Event ID:6004 - A driver packet received from the I/O subsystem was invalid.

Discussion in 'ESET NOD32 Antivirus' started by dwood, Jan 30, 2008.

Thread Status:
Not open for further replies.
  1. capatt

    capatt Registered Member

    Joined:
    Jan 23, 2007
    Posts:
    84
    I'm seeing exactly this same problem on a home computer with EAV (NOT ESS) 3.0.642 installed. It doesn't seem to affect actual performance, except to fill the logs.
     
  2. GhostMan

    GhostMan Eset Staff Account

    Joined:
    Jun 8, 2007
    Posts:
    99
    Location:
    Bratislava
    Guys

    use this driver

    (only under EAVBE, IT'S NOT WORKING FOR ESSBE)
    and send us some feedback, please. Bug 6004 should be resolved...

    Regards.

     
    Last edited by a moderator: Mar 11, 2008
  3. capatt

    capatt Registered Member

    Joined:
    Jan 23, 2007
    Posts:
    84
    I'd love to try this, but what exactly do I do? Where do I put it?
     
  4. Marcos

    Marcos Eset Staff Account

    Joined:
    Nov 22, 2002
    Posts:
    14,456
    Just rename the original file, copy the new epfwtdir.sys instead and restart the computer.
     
  5. dwood

    dwood Registered Member

    Joined:
    Jan 11, 2005
    Posts:
    92

    Testing on a couple of PC's who get this problem, will post results shortly. :thumb:
     
  6. mps_surcouf

    mps_surcouf Registered Member

    Joined:
    Mar 5, 2008
    Posts:
    33
    GhostMan/Marcos

    Winxp sp2 NOD32 3.0.642

    Renamed old file.
    Copied the downloaded file to my workstation.
    Restarted

    Still get

    Event Type: Warning
    Event Source: MRxSmb
    Event Category: None
    Event ID: 3019

    and
    Event Type: Error
    Event Source: EventLog
    Event Category: None
    Event ID: 6004

    When connecting to network shares
    So this is not fixed for me.

    If I check the event logs on all 35 work stations (at least the 10 or so I did a spot check on) This error only occurs after NOD 3.0.642 install.
    There were no errors of this type before EAV 3.0.642.

    Thanks Mike
     
  7. STI

    STI Registered Member

    Joined:
    Feb 25, 2008
    Posts:
    10
    hi,
    i have changed the driver in the windows\system32\drivers dir and in the program dir and had no event 3019 since then.
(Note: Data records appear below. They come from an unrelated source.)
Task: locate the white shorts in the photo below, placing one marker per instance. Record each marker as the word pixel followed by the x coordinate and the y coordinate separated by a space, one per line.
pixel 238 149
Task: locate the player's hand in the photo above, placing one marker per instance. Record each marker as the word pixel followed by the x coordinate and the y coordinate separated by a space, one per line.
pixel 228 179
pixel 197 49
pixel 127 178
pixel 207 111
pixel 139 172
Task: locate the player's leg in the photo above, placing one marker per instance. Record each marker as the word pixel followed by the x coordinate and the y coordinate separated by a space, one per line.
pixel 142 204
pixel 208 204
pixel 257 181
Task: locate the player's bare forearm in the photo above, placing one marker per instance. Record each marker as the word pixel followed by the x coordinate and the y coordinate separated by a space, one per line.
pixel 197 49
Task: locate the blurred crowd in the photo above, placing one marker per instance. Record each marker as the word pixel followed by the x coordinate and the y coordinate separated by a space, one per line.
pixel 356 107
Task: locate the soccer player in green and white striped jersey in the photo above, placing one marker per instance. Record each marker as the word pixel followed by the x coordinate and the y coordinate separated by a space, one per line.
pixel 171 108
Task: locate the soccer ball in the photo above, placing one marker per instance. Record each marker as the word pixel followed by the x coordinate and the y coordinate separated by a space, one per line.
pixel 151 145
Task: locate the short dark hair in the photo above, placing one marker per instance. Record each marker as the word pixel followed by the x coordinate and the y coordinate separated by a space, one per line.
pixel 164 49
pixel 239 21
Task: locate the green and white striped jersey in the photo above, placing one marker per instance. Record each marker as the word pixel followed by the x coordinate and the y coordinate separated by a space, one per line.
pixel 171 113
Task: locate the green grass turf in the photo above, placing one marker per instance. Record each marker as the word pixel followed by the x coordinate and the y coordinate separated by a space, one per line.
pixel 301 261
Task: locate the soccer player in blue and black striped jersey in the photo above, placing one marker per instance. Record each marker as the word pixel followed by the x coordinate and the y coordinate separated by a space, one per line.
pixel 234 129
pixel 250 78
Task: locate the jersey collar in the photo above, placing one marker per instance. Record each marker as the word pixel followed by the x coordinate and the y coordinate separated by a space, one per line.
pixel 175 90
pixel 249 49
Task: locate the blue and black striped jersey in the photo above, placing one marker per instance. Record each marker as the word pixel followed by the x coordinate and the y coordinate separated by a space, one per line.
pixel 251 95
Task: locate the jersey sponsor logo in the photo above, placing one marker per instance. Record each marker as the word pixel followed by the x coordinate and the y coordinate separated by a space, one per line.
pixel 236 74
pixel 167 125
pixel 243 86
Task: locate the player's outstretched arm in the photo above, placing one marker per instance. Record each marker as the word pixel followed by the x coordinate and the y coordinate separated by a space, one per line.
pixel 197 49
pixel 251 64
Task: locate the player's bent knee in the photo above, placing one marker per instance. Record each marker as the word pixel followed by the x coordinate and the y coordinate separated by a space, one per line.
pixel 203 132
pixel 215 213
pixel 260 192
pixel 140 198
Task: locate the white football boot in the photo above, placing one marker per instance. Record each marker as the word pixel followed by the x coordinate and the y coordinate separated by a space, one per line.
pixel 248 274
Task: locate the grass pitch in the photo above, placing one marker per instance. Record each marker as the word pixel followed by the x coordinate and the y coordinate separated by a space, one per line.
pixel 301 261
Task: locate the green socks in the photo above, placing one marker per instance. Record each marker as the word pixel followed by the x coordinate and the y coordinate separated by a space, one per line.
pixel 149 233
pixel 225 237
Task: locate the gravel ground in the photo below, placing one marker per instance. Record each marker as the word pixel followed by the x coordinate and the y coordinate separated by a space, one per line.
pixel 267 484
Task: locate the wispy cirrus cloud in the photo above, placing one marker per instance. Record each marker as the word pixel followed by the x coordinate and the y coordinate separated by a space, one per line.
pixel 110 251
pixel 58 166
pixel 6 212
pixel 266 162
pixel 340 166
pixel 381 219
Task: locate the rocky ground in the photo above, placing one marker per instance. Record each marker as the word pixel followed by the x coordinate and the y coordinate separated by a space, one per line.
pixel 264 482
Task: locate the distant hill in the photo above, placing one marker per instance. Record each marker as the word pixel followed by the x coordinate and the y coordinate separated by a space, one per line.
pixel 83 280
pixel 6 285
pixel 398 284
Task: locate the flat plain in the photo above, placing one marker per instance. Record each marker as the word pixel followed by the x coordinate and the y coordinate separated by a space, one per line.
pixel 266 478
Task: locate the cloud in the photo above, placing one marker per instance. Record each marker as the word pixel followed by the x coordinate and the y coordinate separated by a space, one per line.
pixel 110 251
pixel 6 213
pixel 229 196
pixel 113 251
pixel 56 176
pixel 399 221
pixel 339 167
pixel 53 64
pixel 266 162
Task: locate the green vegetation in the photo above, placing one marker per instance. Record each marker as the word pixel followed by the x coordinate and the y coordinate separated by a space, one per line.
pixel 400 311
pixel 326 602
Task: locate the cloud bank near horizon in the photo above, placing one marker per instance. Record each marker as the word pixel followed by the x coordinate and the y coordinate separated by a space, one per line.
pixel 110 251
    will this driver also solve the stuck server problemo_Oo_O

    nico :)
     
  8. mps_surcouf

    mps_surcouf Registered Member

    Joined:
    Mar 5, 2008
    Posts:
    33
    Hi

    I only changed it in the programs directory (lack of info?)

    Marco could you explain why it is in two places? Can you clarify.

    I will change it in the sytem32\driver directory aswell and report back

    Thanks

    Mike
     
  9. mps_surcouf

    mps_surcouf Registered Member

    Joined:
    Mar 5, 2008
    Posts:
    33
    Hi

    Now I have changed epfwtdir.sys in the system32\drivers directory (aswell as C:\Program Files\ESET\ESET NOD32 Antivirus\Drivers\epfwtdir directory)

    No more 3019 or 6004. Thankyou!
    Please let us know when you may have a full product update for distribution.

    I never had a performance problem but a read a few posts regarding server performance being affected by this. Is it possible to get any technical info.
    I want to be sure before puttting V3.0 on our servers. If a workstation hangs its not a problem but of course a server is a whole diffenret story.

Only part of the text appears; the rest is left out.